Our capacity gauge shows 1000µF, indicating that this capacitor retains full capacity.
An exploded exterior reveals a broken capacitor. A lumpy top or even an opening at the predetermined breaking point are clear indicators that a capacitor is about to die, if it hasn't died already. From time to time, the rubber plug, closing the capacitor on the bottom, gets pushed out by gas pressure inside the body. It is especially difficult to detect broken capacitors, whose electrolyte drained over time and didn't leave any traces on the aluminum body. The dryer a capacitor, the less capacity it has to store electric charge. You definitely need a capacity gauge (see picture) to measure the capacitor. You can get these devices for less than $30. We use a Digitek DS-568F, which was sufficient for our purpose and at less than $40 it was affordable as well.
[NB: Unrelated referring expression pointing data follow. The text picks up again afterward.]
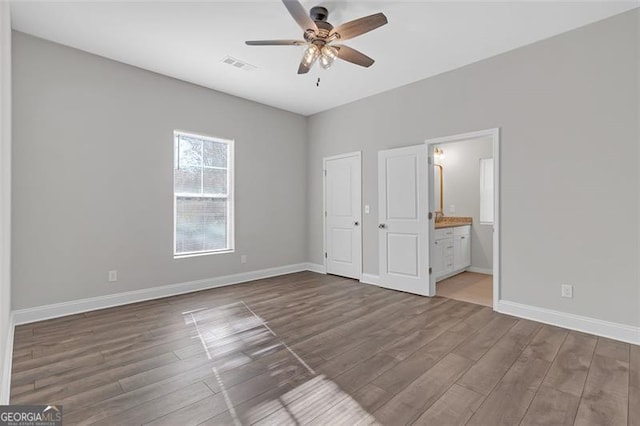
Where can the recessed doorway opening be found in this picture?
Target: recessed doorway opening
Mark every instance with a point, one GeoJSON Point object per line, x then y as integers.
{"type": "Point", "coordinates": [464, 230]}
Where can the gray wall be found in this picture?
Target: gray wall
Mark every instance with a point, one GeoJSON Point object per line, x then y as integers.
{"type": "Point", "coordinates": [93, 176]}
{"type": "Point", "coordinates": [461, 170]}
{"type": "Point", "coordinates": [566, 106]}
{"type": "Point", "coordinates": [5, 193]}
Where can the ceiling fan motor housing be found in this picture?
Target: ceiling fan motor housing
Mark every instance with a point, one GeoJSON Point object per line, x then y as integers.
{"type": "Point", "coordinates": [319, 13]}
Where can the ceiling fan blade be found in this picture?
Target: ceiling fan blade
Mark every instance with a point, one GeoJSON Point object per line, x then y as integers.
{"type": "Point", "coordinates": [352, 55]}
{"type": "Point", "coordinates": [275, 42]}
{"type": "Point", "coordinates": [359, 26]}
{"type": "Point", "coordinates": [300, 14]}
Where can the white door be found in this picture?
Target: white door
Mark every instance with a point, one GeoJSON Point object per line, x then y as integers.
{"type": "Point", "coordinates": [403, 235]}
{"type": "Point", "coordinates": [343, 235]}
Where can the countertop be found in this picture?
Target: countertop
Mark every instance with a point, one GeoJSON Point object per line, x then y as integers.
{"type": "Point", "coordinates": [451, 221]}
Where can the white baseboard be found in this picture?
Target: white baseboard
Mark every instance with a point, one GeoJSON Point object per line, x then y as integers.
{"type": "Point", "coordinates": [477, 270]}
{"type": "Point", "coordinates": [612, 330]}
{"type": "Point", "coordinates": [316, 267]}
{"type": "Point", "coordinates": [39, 313]}
{"type": "Point", "coordinates": [5, 378]}
{"type": "Point", "coordinates": [370, 279]}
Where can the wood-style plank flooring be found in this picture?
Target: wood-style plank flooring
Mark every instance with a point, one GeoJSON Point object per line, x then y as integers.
{"type": "Point", "coordinates": [322, 350]}
{"type": "Point", "coordinates": [468, 287]}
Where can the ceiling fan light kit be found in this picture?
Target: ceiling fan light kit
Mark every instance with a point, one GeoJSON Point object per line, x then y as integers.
{"type": "Point", "coordinates": [318, 34]}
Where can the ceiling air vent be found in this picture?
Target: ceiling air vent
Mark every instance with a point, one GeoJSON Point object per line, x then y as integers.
{"type": "Point", "coordinates": [238, 64]}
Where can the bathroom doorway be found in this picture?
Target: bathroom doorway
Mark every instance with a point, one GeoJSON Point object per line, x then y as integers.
{"type": "Point", "coordinates": [464, 230]}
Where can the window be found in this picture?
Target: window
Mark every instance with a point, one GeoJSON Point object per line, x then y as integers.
{"type": "Point", "coordinates": [203, 194]}
{"type": "Point", "coordinates": [486, 190]}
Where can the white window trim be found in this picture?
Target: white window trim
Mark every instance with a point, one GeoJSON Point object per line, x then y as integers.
{"type": "Point", "coordinates": [229, 196]}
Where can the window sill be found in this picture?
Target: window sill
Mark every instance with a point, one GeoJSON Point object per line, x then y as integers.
{"type": "Point", "coordinates": [203, 253]}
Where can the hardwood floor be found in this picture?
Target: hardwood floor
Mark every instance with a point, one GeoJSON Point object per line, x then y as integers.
{"type": "Point", "coordinates": [468, 287]}
{"type": "Point", "coordinates": [314, 349]}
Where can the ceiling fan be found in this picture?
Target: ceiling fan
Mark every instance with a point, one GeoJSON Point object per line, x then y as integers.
{"type": "Point", "coordinates": [319, 34]}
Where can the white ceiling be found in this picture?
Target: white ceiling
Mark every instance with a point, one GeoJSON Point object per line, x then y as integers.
{"type": "Point", "coordinates": [188, 40]}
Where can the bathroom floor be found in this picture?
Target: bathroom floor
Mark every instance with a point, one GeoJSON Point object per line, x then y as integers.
{"type": "Point", "coordinates": [468, 287]}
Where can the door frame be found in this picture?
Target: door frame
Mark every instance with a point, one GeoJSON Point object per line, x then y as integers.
{"type": "Point", "coordinates": [494, 133]}
{"type": "Point", "coordinates": [358, 155]}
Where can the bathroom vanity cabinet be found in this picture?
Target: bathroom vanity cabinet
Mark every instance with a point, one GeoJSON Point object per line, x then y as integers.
{"type": "Point", "coordinates": [451, 251]}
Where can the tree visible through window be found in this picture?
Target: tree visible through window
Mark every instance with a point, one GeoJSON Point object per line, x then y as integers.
{"type": "Point", "coordinates": [203, 189]}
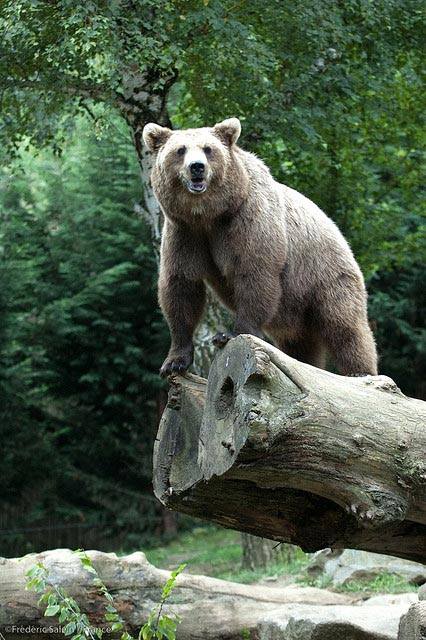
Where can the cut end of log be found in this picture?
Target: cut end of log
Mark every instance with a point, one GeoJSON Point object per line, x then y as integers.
{"type": "Point", "coordinates": [277, 448]}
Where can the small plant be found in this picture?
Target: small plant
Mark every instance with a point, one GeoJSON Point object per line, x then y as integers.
{"type": "Point", "coordinates": [77, 625]}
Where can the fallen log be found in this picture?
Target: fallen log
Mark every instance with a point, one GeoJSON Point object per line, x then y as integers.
{"type": "Point", "coordinates": [283, 450]}
{"type": "Point", "coordinates": [210, 609]}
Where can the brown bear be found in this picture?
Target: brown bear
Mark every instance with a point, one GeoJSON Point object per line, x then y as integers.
{"type": "Point", "coordinates": [271, 255]}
Welcome to the Emergency Room
We found a several year old board from MSI in our shelves. Defective capacitors are a problem with mobos from just about all manufacturers. So, please don't take our choice of product as an indictment of MSI. The motherboard just happened to be hanging around our lab, so we used it.
Due to its dual processor sockets, we believe that the K7Master is well suited to reanimation. Exchanging this motherboard for another would entail replacing the two processors as well as RAM (registered DDR memory in this case), which would be an economic nightmare.
We could not see if all capacitors had deteriorated. However since they were all of the same kind, we assumed that all of them needed replacement. So we began a search for 26 substitute capacitors with equal capacity.